Церемония пронеслась незаметно. Архиепископ Йоркский обвенчал молодых и призвал их к «терпению, пылкому сочувствию и снисходительности» в семейной жизни.
Услышав эти слова, Джордж насмешливо фыркнул.
— И что же это такое им, интересно, придется терпеть? — язвительно поинтересовался он.
«Много чего», — подумала Мэрион, не сводя глаз с нахального красивого лица Филиппа.
Пара обошла алтарь, а когда вернулась, Лилибет так и светилась от счастья. Она заскользила по проходу между рядами и, поравнявшись с родителями, опустилась перед ними в глубоком, изящном реверансе. Воспоминания о ее первом реверансе перед королем в день его вступления на престол нахлынули на Мэрион с несокрушимой силой, и она торопливо достала из кармана платок.
А на улице уже вовсю звонили колокола и радостно кричала толпа, собравшаяся вокруг аббатства. Маргарет вышла из собора в сопровождении Питера Таунсенда, одетого в эффектную летную форму. Младшая принцесса смотрела на своего спутника с таким нескрываемым обожанием, что этот взгляд попросту невозможно было истолковать двусмысленно.

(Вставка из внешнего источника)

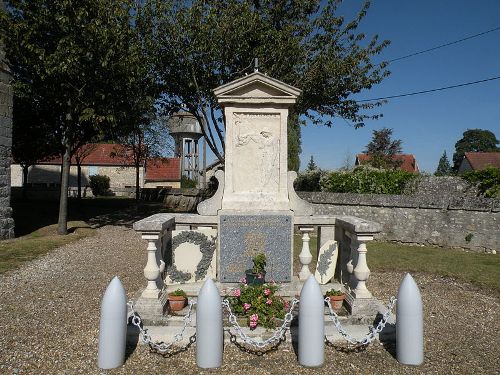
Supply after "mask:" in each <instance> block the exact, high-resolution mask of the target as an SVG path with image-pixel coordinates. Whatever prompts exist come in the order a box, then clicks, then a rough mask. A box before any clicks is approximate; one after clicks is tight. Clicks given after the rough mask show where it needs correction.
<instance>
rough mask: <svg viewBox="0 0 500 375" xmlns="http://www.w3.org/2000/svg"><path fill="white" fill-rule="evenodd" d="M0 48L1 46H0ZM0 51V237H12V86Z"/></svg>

Следом за ней к выходу пошла королева. Поравнявшись с Мэрион, она замедлила шаг и улыбнулась.
— Кажется, она счастлива, Кроуфи, — сказала королева и с тоской посмотрела на Мэрион.

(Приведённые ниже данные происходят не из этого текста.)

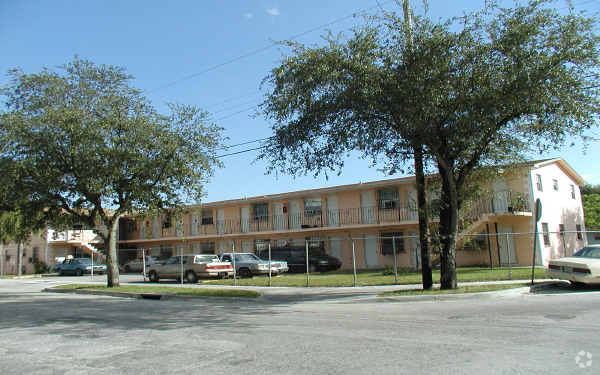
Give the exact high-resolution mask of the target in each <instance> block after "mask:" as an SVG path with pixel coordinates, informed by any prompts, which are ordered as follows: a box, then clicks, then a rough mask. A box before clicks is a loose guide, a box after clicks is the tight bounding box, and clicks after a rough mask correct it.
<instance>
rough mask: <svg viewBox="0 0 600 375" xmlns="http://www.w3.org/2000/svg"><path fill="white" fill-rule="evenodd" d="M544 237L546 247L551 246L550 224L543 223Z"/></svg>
mask: <svg viewBox="0 0 600 375" xmlns="http://www.w3.org/2000/svg"><path fill="white" fill-rule="evenodd" d="M542 235H543V237H544V245H545V246H550V230H549V229H548V223H542Z"/></svg>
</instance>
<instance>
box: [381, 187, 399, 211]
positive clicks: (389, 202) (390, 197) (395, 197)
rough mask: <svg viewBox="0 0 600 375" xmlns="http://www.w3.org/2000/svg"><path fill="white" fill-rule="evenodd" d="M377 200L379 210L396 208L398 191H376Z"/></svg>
mask: <svg viewBox="0 0 600 375" xmlns="http://www.w3.org/2000/svg"><path fill="white" fill-rule="evenodd" d="M377 198H378V205H377V206H378V207H379V209H380V210H390V209H394V208H397V207H398V189H395V188H386V189H379V190H377Z"/></svg>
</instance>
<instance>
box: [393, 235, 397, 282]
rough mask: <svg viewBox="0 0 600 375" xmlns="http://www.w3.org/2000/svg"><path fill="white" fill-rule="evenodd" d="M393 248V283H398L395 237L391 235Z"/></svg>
mask: <svg viewBox="0 0 600 375" xmlns="http://www.w3.org/2000/svg"><path fill="white" fill-rule="evenodd" d="M392 242H393V250H394V284H398V263H397V261H396V237H395V236H393V237H392Z"/></svg>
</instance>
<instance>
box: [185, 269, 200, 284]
mask: <svg viewBox="0 0 600 375" xmlns="http://www.w3.org/2000/svg"><path fill="white" fill-rule="evenodd" d="M185 280H186V281H187V282H188V283H190V284H196V283H197V282H198V276H197V275H196V272H194V271H188V273H187V274H186V275H185Z"/></svg>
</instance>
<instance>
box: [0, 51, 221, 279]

— Прекрасно вас понимаю, мэм, — откликнулась Мэрион, и это была чистейшая правда. — У меня и самой такое чувство, будто я родную дочь потеряла.
Королева отступила на полшага назад и, помолчав с пару секунд, проговорила со своей извечной безмятежной улыбкой:
— Что поделать, Кроуфи. Дети вырастают и вылетают из гнезда — и с этим надо мириться, больше ничего не остается. — С этими словами она направилась к экипажу.
Лилибет с Филиппом уже вышли из собора под бурные аплодисменты толпы и устремились к светлому будущему по залитой солнцем дороге.